If you want
to celebrate the universe's birthday, you might need to add a few more candles
to the cake. (More than 20 million)
That is
because our universe is about twenty (20) million years older than thought,
according to the most accurate measurement yet made of the universe's age.
The data are
the latest from the Wilkinson Microwave Anisotropy Probe (WMAP), a satellite
launched in 2001 that has been mapping what's known as the cosmic microwave
background radiation. This "afterglow of creation" is believed to be
radiation emitted as matter began to cool 400,000 years after the big bang
created the universe.
The faint,
almost uniform radiation is coming from every direction in the sky, and it can
be picked up from billions of light-years away.
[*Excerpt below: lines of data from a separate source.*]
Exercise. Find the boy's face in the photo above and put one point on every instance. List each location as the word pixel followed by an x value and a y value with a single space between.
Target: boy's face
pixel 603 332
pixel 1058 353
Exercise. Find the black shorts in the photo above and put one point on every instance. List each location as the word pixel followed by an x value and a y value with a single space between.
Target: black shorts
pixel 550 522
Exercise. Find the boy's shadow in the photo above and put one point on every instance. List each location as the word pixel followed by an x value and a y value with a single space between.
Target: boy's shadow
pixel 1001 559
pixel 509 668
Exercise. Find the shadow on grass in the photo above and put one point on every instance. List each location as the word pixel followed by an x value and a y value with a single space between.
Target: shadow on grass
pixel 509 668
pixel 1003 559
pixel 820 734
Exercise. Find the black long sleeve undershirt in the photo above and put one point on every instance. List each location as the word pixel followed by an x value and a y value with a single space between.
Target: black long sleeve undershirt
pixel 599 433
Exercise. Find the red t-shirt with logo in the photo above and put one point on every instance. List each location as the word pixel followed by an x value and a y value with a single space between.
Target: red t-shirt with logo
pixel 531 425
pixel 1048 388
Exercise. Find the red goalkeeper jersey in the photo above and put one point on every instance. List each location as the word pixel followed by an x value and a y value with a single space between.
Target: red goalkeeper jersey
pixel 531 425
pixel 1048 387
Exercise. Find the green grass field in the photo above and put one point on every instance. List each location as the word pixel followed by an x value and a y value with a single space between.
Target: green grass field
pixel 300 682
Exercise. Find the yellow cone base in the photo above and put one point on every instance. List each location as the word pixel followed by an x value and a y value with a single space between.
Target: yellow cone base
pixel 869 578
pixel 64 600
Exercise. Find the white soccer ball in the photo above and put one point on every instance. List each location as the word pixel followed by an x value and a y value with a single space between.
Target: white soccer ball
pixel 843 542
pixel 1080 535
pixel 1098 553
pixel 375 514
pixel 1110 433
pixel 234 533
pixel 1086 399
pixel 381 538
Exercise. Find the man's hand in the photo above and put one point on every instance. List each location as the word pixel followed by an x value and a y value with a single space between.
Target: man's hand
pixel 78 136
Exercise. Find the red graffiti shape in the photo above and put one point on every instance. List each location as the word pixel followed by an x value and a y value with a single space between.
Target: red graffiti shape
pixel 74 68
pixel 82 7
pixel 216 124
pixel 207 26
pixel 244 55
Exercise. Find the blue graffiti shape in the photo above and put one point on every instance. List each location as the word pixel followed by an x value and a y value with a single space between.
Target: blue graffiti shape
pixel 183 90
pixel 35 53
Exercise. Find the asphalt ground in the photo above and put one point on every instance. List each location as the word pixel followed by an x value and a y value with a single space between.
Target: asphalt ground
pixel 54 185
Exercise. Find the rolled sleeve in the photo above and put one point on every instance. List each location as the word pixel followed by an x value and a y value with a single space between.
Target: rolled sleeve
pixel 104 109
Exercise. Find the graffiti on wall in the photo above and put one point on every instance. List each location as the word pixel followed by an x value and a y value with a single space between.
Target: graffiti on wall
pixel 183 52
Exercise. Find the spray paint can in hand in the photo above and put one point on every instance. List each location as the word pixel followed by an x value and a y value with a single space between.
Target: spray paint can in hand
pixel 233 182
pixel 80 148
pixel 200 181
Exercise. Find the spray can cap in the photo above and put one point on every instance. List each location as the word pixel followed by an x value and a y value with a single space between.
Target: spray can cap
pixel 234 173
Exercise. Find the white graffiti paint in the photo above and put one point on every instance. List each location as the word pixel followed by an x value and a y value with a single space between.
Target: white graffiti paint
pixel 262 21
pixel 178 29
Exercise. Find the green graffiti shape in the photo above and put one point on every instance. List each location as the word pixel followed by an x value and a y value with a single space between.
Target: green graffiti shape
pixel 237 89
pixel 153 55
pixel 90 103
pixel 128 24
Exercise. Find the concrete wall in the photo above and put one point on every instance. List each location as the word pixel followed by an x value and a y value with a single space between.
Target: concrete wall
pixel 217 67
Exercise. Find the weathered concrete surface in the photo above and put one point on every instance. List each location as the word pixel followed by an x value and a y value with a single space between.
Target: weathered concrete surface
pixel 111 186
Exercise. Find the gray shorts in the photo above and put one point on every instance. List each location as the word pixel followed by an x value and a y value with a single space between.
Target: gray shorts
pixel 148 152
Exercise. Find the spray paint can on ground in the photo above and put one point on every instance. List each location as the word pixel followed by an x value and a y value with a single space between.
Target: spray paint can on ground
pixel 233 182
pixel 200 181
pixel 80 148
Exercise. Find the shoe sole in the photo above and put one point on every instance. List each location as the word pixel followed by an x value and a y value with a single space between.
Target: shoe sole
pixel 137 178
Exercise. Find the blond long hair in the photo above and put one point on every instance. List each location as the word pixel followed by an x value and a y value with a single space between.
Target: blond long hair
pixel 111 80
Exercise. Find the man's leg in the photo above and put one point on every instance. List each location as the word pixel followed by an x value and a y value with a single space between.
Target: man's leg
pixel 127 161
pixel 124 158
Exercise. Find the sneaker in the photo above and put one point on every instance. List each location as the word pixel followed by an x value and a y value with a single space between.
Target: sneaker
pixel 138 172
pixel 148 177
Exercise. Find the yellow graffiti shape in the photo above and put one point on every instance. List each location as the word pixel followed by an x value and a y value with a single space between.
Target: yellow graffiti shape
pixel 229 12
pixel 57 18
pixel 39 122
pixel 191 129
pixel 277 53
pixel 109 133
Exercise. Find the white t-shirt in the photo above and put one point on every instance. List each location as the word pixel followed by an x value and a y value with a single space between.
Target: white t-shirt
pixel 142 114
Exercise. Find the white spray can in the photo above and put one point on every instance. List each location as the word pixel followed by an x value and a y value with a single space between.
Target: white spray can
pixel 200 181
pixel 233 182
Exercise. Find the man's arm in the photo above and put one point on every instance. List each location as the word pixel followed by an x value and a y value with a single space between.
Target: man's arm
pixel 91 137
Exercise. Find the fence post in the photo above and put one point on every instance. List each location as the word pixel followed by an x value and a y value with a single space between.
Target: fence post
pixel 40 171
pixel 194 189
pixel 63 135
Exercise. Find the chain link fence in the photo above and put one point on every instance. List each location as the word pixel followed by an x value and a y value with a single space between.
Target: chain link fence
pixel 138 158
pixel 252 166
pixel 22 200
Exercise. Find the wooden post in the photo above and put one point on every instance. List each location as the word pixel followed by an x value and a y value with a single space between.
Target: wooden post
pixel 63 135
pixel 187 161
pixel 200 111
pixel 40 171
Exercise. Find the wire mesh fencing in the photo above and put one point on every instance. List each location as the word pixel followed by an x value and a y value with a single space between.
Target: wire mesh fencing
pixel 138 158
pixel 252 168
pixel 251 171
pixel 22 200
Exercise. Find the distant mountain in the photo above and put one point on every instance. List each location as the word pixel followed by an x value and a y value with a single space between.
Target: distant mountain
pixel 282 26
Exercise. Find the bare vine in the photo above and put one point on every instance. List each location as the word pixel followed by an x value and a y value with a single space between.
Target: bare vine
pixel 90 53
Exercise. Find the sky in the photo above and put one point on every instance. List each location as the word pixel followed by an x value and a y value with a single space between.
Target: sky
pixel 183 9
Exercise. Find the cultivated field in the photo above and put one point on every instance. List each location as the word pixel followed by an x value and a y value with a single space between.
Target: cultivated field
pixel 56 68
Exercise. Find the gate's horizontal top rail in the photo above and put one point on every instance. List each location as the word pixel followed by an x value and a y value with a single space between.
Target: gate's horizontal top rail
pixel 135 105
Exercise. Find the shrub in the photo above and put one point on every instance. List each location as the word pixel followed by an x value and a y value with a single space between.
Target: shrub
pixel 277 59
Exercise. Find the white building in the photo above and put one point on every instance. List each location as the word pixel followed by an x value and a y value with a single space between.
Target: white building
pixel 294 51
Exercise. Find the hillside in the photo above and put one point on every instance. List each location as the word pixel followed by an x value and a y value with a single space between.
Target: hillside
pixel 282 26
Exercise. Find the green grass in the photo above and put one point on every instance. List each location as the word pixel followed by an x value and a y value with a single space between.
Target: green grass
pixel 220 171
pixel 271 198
By mapping the cosmic microwave
background, WMAP is literally creating a picture of the early years of the
cosmos.
Hot and cold
spots in WMAP's cosmic microwave background data compared with computer simulations.
Universe's
Fingerprint?
With precise
enough measurements, scientists can detect slight variations in temperature in
this primordial light: hot and cold spots that eventually formed the seeds of
galaxies.
By matching the size of the spots—as well as other WMAP data—to
hundreds of millions of mathematical models of the universe, researchers can
determine which model best matches reality.
"I like
to describe it as a fingerprint," said study co-author Charles Bennett, an
astrophysicist at Johns Hopkins University in Baltimore, Maryland. "We can
make a bunch of computer simulations of universes that all look
different," by inputting different values for the unknowns, such as the
exact age and the amount of dark matter.
"Then
we have a mug book of these simulations"—an astrophysical version of a
collection of mug shots used to help witnesses identify criminals—"and our
fingerprint, which is our map of the sky," he said. "We just look to
see what matches, and we say, That's what our universe looks like."
Based on
seven years of WMAP data, Bennett and colleagues concluded that the universe is
13.75 billion years old, give or take 0.11 billion. Previous calculations using
the same methods but fewer data had said the universe is 13.73 billion years old,
give or take 0.12 billion. Twenty million years might seem short, in the grand
scheme of things. But the new, more tightly defined age will give scientists a
better shot at solving some of the great mysteries of the universe, such as
dark matter and dark energy.
"You
can't just measure stuff and put together a model and say, Oh, that's our
universe, and stop there," Bennett said. "The big question is, as we
measure more carefully, does the model break or does it need something
else?"
"By
squeezing down on the values of all these things [like the universe's age] we
are squeezing down on other things, like dark energy. The better we know the
values of these things, the better we understand dark energy."
The findings
are part of a suite of WMAP papers published online in January at the
scientific preprint Web site arXiv.org.